BAB 1 Awal dari semuanya

Penulis: Kim Hwang Ra
last update Terakhir Diperbarui: 2025-06-18 12:49:43

Elena berdiri menatap lantai ruang kerja atasannya, menunduk sambil sesekali memainkan ujung pakaiannya karena gelisah mendengar perkataan pria yang duduk di meja besar di depannya.

“Aku memanggilmu ke sini untuk menyampaikan surat dari kantor Imigrasi.”

Pria itu mendorong sebuah amplop dengan kop resmi ke arahnya, lalu mengetukkan jari telunjuknya di atas meja beberapa kali.

“Tap—” Belum sempat Elena membuka suara, pria itu kembali berbicara.

“Aku sudah memperingatkanmu dari beberapa bulan lalu untuk melepaskan proyek ini dan mengambil cuti untuk memperpanjang visa.
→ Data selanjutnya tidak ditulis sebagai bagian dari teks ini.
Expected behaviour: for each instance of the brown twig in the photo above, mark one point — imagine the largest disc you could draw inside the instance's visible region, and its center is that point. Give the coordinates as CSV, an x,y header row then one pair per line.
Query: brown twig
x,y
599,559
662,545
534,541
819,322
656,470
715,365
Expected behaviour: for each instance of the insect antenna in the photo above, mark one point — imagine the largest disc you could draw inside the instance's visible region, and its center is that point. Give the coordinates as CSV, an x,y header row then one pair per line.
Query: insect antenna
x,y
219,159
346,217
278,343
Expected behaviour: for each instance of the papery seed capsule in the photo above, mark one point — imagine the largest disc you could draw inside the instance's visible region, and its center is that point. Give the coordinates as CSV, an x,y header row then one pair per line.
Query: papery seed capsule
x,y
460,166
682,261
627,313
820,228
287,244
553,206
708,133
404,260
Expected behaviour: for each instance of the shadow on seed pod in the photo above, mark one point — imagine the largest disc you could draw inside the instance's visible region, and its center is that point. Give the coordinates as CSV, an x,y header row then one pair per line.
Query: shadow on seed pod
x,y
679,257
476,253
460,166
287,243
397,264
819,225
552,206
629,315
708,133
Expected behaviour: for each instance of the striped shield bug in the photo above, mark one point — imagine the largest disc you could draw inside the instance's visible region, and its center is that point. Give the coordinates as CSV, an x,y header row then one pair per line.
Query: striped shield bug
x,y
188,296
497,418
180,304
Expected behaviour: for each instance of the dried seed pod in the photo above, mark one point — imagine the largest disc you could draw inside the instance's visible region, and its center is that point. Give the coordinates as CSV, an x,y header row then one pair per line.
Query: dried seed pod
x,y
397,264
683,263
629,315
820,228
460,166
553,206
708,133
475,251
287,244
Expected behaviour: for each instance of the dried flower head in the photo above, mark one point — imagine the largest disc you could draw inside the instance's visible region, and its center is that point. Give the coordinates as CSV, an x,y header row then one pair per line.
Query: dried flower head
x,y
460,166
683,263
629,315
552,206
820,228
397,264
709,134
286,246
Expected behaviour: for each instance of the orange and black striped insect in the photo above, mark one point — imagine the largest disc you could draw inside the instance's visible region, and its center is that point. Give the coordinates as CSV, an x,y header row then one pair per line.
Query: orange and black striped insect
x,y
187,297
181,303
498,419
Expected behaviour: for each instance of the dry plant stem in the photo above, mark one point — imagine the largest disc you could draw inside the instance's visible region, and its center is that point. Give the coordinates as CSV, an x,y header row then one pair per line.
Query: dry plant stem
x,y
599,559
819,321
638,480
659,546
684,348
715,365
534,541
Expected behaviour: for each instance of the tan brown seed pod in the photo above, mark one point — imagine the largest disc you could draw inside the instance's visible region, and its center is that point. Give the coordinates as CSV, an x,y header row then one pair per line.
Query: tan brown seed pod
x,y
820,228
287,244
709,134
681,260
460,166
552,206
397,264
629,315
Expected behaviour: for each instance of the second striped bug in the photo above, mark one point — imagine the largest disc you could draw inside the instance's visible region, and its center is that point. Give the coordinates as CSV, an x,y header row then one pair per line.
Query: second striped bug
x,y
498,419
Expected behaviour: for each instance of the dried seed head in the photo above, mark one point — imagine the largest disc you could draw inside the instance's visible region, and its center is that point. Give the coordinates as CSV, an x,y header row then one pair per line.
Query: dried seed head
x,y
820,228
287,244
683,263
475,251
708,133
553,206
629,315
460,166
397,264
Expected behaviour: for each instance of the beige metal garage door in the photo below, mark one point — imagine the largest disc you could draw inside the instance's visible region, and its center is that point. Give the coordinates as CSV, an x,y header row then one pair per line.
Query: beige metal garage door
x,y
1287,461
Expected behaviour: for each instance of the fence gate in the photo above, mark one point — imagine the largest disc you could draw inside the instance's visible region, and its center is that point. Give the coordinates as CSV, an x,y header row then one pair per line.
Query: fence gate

Sekarang percuma, aku sama sekali tidak bisa membantumu. Kau bisa kapan pun dideportasi atau ditahan pihak Imigrasi.”

“Maafkan aku. Kukira proyek ini akan siap minggu ini, dan aku bisa kembali ke Indonesia untuk memperpanjang visa.”

Elena kembali menunduk, seakan ingin menjelaskan bahwa ia menyesal.

“Aku sarankan kau segera memesan tiket kembali sebelum visamu kedaluwarsa.”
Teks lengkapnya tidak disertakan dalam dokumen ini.